With a muted election just around the corner, politics is on everyone's lips. Although this productions does address issues such as the rise of nationalism, politics is merely used as a catalyst for Ridley's plot - an explosion of emotion as one boy's life is blown apart.

Curtis could be the next big thing in politics, but he's being tormented by sightings of his dead brother. To try and exorcise his demons a séance is held in the very same flat Curtis and his brother grew up in all those years ago. All would have gone to plan were it not for Link and his mysterious friend Zak squatting in Curtis' hallowed ground. It soon transpires that these unexpected and unwanted guests could provide answers to Curtis' torment and the link between him and his dead brother he's been pining for.

Ridley's plot takes on Shakespearean qualities, borrowing greatly from Hamlet. After Curtis' dad dies, his mother re-marries a cut throat man hungry for power: the nationalist politician Mr.Avalon. The similarities don't stop there, as Curtis sees the ghost of his dead brother who ultimately warns him about his new father. The device used to expose Avalon echoes the Mousetrap scene, with Link's speech mirroring Polonius' as he proclaims a story of 'Fantasy. Thriller. Thriller-fantasy. Comedy-weepie-fantasy!' Add this to Curtis and his ex-girlfriend Sarah being trapped between Curtis' nationalist party henchmen and Sarah's multicultural posse and a bit of Romeo and Juliet is added to the mix. This is Shakespeare for the Banksy era.

Just like Shakespeare, Ridley knows how to create dramatic tension which manifests itself frequently as the two opposing friendship groups battle each other for ideological superiority. The cast of extremely talented young actors deliver the myriad of emotions effortlessly as they swell from love, to fear, to anger, to hatred, to betrayal, to forgiveness, to worry, to confusion, to frustration. A finer cast could not be found.

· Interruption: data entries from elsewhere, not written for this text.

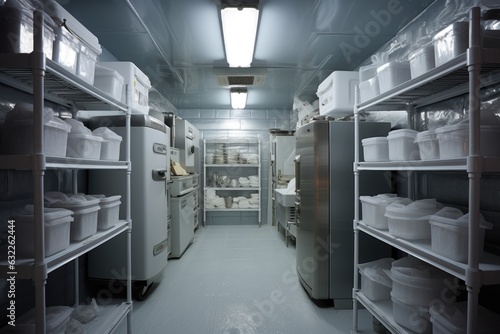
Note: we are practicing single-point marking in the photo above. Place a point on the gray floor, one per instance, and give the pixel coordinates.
(237, 280)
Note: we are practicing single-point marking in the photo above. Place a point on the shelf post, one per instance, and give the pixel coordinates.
(356, 212)
(40, 266)
(474, 171)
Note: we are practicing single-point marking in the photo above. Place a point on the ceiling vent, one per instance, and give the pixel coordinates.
(228, 77)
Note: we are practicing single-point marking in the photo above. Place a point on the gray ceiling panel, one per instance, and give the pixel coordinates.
(299, 43)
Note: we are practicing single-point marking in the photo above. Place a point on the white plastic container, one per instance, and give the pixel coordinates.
(428, 145)
(451, 42)
(393, 74)
(110, 147)
(16, 25)
(139, 84)
(56, 319)
(450, 231)
(90, 48)
(336, 93)
(81, 143)
(109, 81)
(415, 282)
(66, 49)
(373, 209)
(369, 89)
(413, 317)
(452, 319)
(85, 211)
(402, 146)
(411, 221)
(109, 211)
(422, 61)
(56, 226)
(375, 283)
(454, 140)
(375, 149)
(18, 132)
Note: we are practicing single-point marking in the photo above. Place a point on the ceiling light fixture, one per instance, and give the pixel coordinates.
(238, 98)
(239, 27)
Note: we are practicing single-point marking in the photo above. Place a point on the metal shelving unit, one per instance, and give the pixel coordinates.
(233, 170)
(477, 68)
(35, 74)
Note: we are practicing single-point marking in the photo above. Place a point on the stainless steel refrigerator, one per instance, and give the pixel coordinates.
(325, 208)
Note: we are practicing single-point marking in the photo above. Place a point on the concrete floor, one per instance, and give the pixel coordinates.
(237, 280)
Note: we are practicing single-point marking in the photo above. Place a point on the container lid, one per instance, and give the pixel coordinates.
(61, 16)
(78, 201)
(454, 317)
(78, 127)
(461, 27)
(24, 112)
(84, 137)
(103, 71)
(374, 140)
(51, 216)
(425, 136)
(393, 64)
(380, 199)
(377, 271)
(55, 316)
(107, 134)
(402, 133)
(421, 208)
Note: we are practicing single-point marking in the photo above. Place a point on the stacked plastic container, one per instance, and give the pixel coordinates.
(416, 286)
(57, 223)
(17, 134)
(85, 211)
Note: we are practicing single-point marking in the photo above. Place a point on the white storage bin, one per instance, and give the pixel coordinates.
(90, 48)
(375, 283)
(451, 42)
(375, 149)
(452, 319)
(66, 49)
(81, 143)
(56, 319)
(428, 145)
(18, 132)
(450, 232)
(110, 147)
(415, 318)
(373, 209)
(56, 226)
(393, 74)
(411, 221)
(402, 146)
(336, 93)
(422, 61)
(139, 84)
(109, 81)
(415, 282)
(85, 211)
(454, 140)
(16, 25)
(368, 89)
(109, 211)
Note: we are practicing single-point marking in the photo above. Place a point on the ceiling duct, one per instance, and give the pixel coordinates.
(234, 77)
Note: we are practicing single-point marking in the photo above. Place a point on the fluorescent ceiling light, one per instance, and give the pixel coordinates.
(238, 98)
(239, 27)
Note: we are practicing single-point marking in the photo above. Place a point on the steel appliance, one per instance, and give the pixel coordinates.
(150, 158)
(325, 209)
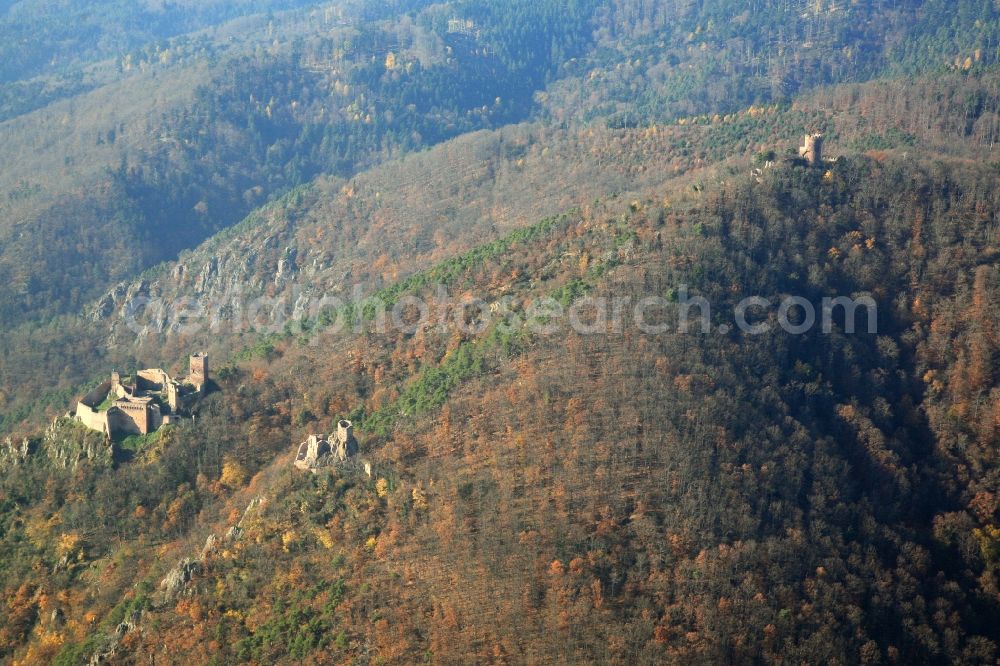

Each actor offers an intense individual performance and nobody ever stops acting, even though they are often onstage without any dialogue for some period of time. No-one acts the stereotype and congratulations must go to director David Mercatali and his cast who make each of the characters believably real young people, confused and angry in a world where there seems to be a Big Bad Wolf around every corner.

Ridley is a master storyteller and, as well as drawing from Shakespeare, Fairytale references are woven into the plot. Unfortunately the last section drags, starting with Moonfleece's Mousetrap which takes the form of a fairytale mixing reality with fantasy. The story within a story goes on for far too long and the audience needn't hear the whole metaphor to understand what is being hinted at relating to the death of Curtis' brother.

Avalon's party uniform of crisp grey suits with white shirts and red ties to resemble the English flag contrast against the multicoloured neon outfits of Sarah's multicultural friends. Minorities are clearly represented here, be that ethnicity or sexuality and disabled people aren't, as is so often the case, forgotten either, with character Nina using a wheelchair. Some may accuse Ridley of ticking all the minority boxes, but it never feels forced and rightly shows a slice of the diverse and multicultural Britain we live in today.

As Link comments twice in the piece, Zak's storytelling 'is an experience not to be missed', just like Ridley's and this wonderful production.

Playing until 13th March 2010 at Rich Mix and then touring to the Alhambra Studio Bradford, the Leicester Peepul Centre, the Birmingham Drum, the Doncaster Little Theatre, the Mill Theatre and the Dormston Centre Dudley, Riverside Studios London and the Greenwich Theatre.